There’s a question that must be asked in the wake of the controversy, now mostly forgotten in light of the success of “Straight Outta Compton.” Why did it take 20 years for Dre to have to reckon with his violent history? Twenty years during which he went from a successful rapper to an entrepreneur, and the second wealthiest rapper in the industry. This isn’t to say that Dre doesn’t deserve his success because of his past, but his success does speak to an ongoing trend in the celebrity landscape — famous men who consistently get away with violence and abuse.
There is a shockingly long list of male celebrities in the music, film, and sports worlds whose abusive pasts are regarded as hardly a blemish on their thriving careers.

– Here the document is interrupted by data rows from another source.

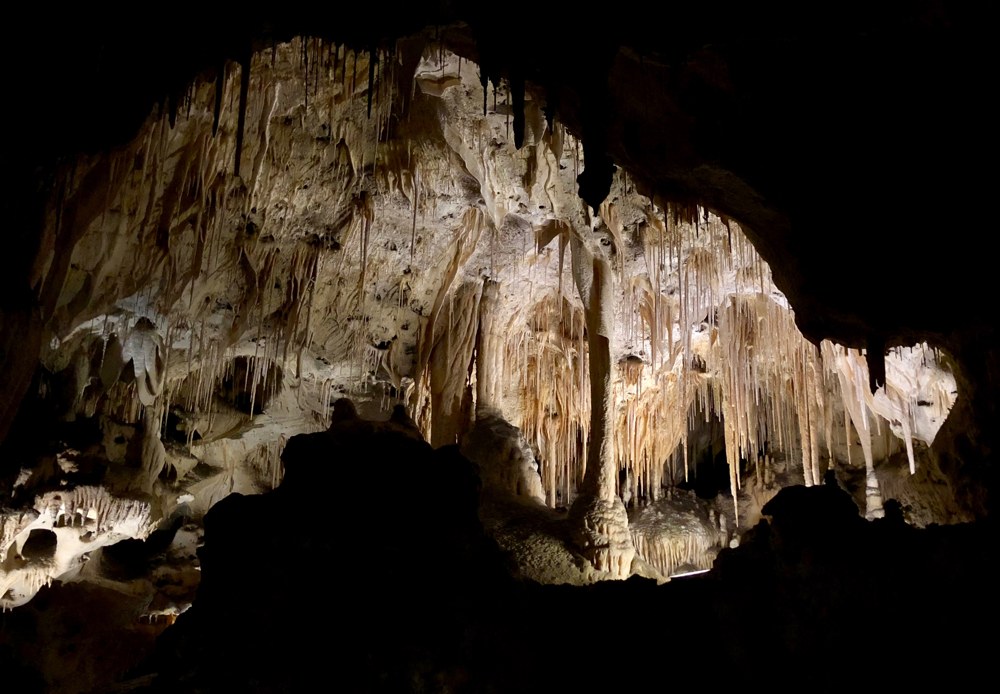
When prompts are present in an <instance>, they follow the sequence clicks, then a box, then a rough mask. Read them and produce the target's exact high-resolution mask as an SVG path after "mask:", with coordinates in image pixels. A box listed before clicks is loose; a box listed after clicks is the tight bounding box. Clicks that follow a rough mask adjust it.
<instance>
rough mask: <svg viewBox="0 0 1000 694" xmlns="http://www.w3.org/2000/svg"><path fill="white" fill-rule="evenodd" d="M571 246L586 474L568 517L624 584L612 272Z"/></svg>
mask: <svg viewBox="0 0 1000 694" xmlns="http://www.w3.org/2000/svg"><path fill="white" fill-rule="evenodd" d="M572 246H573V275H574V279H575V280H576V284H577V289H578V291H579V292H580V296H581V298H582V299H583V301H584V305H585V307H586V314H585V315H586V317H587V349H588V354H589V364H590V366H589V372H590V402H591V417H590V441H589V444H588V448H587V471H586V475H585V477H584V480H583V488H582V490H581V494H580V496H579V497H578V498H577V500H576V501H575V502H574V504H573V507H572V509H571V510H570V517H571V519H572V520H573V523H574V533H575V542H576V544H577V546H578V547H579V548H580V550H581V551H582V552H583V553H584V555H585V556H586V557H587V558H588V559H589V560H590V561H591V562H592V563H593V564H594V566H595V567H596V568H597V569H598V570H600V571H606V572H608V573H610V574H611V576H612V577H614V578H627V577H628V575H629V574H630V572H631V567H632V559H633V558H634V556H635V547H634V545H633V543H632V536H631V535H630V534H629V531H628V516H627V514H626V512H625V506H624V505H623V504H622V501H621V499H620V498H619V496H618V494H617V481H618V479H617V478H618V475H617V469H616V466H615V461H614V454H613V450H612V446H613V445H614V444H613V442H614V438H613V436H612V431H611V425H612V424H613V422H614V404H615V403H614V402H613V400H612V398H611V380H610V379H611V352H610V336H611V335H612V331H611V326H610V325H609V316H610V315H611V314H612V312H613V310H614V307H613V303H612V302H613V298H612V297H613V291H614V289H613V283H612V274H611V272H612V271H611V266H610V263H608V261H607V259H606V258H605V257H604V256H603V253H601V252H600V251H599V250H597V249H594V250H592V249H590V248H587V247H585V246H584V244H583V242H582V241H581V240H580V239H579V238H578V237H577V236H576V235H574V236H573V239H572Z"/></svg>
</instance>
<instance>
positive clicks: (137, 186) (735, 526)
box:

In 1987, Sean Penn infamously tortured then-wife Madonna for nine hours. He tied her to a chair, threatened to cut off her hair, forced her to perform degrading sexual acts, and beat her with a baseball bat. Since then, the 55-year-old actor and director has gone on to star in dozens of critically-acclaimed movies, won two Academy Awards, and become a champion of numerous political and social causes. His violent past is a shocking, but hardly talked about.
And it’s not just Penn, of course, who managed to gain respect, praise, and a successful career despite a horribly abusive past. Sean Connery has openly advocated slapping around women. Bill Murray was accused by ex-wife Jennifer Murray of ongoing domestic violence during their marriage — she claimed that he once told her she was “lucky he didn’t kill her.” Charlie Sheen plead guilty to attacking ex-wife Brooke Mueller, who claimed he threatened her with a knife.
And the list goes on: Eminem, Semyon Varlamov, Michael Fassbender, Josh Brolin, Gary Oldman, John Lennon, Nicolas Cage, Sean Bean, Brandon Marshall… All men who have been accused and/or charged with domestic violence by girlfriends and spouses. All men whose careers and reputations (for the most part) have remained intact.